BLOOMINGTON, Ind. - Collaboration between community organizations and unions is widespread, but such partnerships come with their own set of challenges. A new study released by researchers at the Paul H. O’Neill School of Public and Environmental Affairs and the University of Illinois, however, analyzed field data to identify and showcase ways community organizations mitigate any drawbacks to the partnership, which can lead to more fruitful and successful collaborations.
The article, “Sustaining the grassroots: How community organizations mitigate the downsides of collaborating with unions,” was recently published in the Journal of Urban Affairs. Using survey data from the National Study of Community Organizing and interview data from community-labor coalitions in Chicago, St. Louis, and Denver, the researchers looked at three strategies—shaping campaigns, rationing participation, or not participating—community organizations use to deal with the downsides that come with the collaboration.

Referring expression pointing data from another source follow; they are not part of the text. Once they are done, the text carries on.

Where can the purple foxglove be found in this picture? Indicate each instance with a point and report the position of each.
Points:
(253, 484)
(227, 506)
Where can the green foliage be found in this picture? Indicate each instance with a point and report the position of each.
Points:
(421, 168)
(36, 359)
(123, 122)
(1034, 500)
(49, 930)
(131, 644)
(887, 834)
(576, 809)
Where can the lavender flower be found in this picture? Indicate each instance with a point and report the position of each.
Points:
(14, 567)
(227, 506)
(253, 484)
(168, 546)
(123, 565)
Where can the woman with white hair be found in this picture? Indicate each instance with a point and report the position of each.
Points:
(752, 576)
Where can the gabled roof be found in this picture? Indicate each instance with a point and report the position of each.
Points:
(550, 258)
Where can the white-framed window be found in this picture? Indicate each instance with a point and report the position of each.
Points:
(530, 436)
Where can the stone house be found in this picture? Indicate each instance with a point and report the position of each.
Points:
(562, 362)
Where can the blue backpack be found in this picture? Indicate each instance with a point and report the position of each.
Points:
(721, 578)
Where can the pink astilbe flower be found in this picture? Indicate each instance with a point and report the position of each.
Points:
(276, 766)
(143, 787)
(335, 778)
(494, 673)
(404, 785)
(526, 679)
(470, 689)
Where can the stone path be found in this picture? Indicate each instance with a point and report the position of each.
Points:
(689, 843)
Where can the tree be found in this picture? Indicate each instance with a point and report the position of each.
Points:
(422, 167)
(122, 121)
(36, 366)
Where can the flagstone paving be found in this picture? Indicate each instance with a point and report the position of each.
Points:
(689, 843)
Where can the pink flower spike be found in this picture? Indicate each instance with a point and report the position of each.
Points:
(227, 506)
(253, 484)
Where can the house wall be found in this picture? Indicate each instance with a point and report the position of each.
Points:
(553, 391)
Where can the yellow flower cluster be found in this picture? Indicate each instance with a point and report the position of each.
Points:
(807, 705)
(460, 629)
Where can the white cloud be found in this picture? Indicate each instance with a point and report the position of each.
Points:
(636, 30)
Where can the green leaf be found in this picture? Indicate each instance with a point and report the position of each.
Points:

“Community-based advocacy organizations and labor unions often seek similar social outcomes, but they differ in how they are organized and how they seek to influence public policy,” said Brad Fulton, an associate professor at the O’Neill School and lead author of the study. “The former organize people through communities and neighborhoods and they implement a strong ground game. The latter organize people through their workplace, and they implement a strong ‘air game.’ By working together, they can increase their impact. However, such collaborations can have downsides. This research examines those downsides and how to address them.”
The study also showed that there is a need to consider how partnerships between unions and community organizations impact and change each collaborator in the long-term, in both positive and negative ways, even after the partnership comes to an end. For instance, the ability of community organizers to engage elected officials on behalf of workers and unions has led to policy changes that have helped, and sometimes hindered, both sides of the equation.
“Collaborations tend to be presented as ‘all good’,” Fulton said. “They do produce a lot of good, but it’s important to be aware of the potential downsides and address them early on. Collaborations can be more effective and sustainable if the potential downsides are known and addressed from the beginning.”
Fulton will continue to study the benefits and drawbacks of community-labor coalitions through his Observing Civic Engagement project, an ongoing effort that uses systematic social observation to collect data on organizations’ internal dynamic and to understand how those dynamics influence organizational outcomes.